What you're expecting is a pilot to have a read a NOTAM, memorised all the latitude / longitude co-ordinates that are in the NOTAM for the "grid" that's off limits, and the associated altitudes, know exactly where that is in relation to where they are, and then be able to ask ATC about it a few hours into their flight, when the instruction could be as benign as "Delta 100, turn right heading 040".

Chances are the original routing for the flight kept them safely out of the TFR, but the ATC instruction for whatever sent them through it, even briefly. That instruction could've been for any number of reasons, from weather to traffic, to sequencing to even sidestepping a different restriction of some kind.

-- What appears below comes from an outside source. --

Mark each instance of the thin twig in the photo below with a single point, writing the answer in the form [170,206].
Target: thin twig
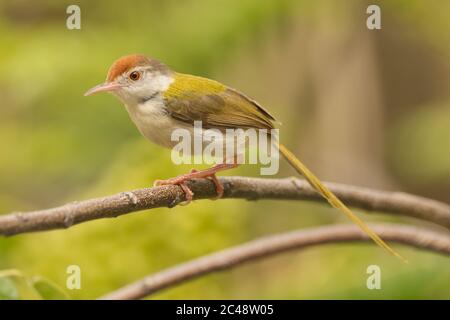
[263,247]
[235,187]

Here's a NOTAM for a Starship launch (I don't know if it was for this one specifically, I don't want to use my limited brain cells right now):

  B0995/24 NOTAMN MMFR/QRDCA/IV/BO/W/000/999/ MMFR 2411181300 2411262300 18-22 25 26 1300-1500 2100-2300, 23 24 1300-1400 2100-2300 DANGEROUS AREA FOR LAUNCHING OF ROCKET STARSHIP SUPER HEAVY ORBITAL TEST FLIGHT 6 LATERAL LIMIT AREA FORMED BY THE UNION OF THE FLW POINTS: 25 52 0.00N 097 11 0.00W 25 18 0.00N 096 30 0.00W 24 39 0.00N 093 13 0.00W 24 10 0.00N 090 17 0.00W 24 57 0.00N 089 36 0.00W 24 27 0.00N 085 58 0.00W 24 09 0.00N 084 11 0.00W 23 39 0.00N 081 10 0.00W 23 07 0.00N 078 45 0.00W 23 35 0.00N 078 36 0.00W 24 19 0.00N 082 13 0.00W 24 50 0.00N 084 33 0.00W 25 20 0.00N 087 20 0.00W 26 47 0.00N 092 60 0.00W 26 38 0.00N 095 39 0.00W 26 27 0.00N 096 32 0.00W 26 10 0.00N 097 11 0.00W 26 00 0.00N 097 14 0.00W 25 52 0.00N 097 11 0.00W MMFR SFC UNL


To underscore your point, the original flight plan almost certainly did not transit that region. So the pilot likely wouldn’t have even been aware that there’s a TFR somewhere vaguely adjacent to their intended path.

ATC issues minor deviations all the time and for a plethora of reasons as you mentioned. And those instructions are expected to be followed promptly, not “after I’ve spent a half hour re-reviewing hundreds of possible NOTAMs along the new course”.


> Here's a NOTAM for a Starship launch (I don't know if it was for this one specifically, I don't want to use my limited brain cells right now):

2411 sticks out from the datestamp, so no, not this one unless the news article is 2 months late.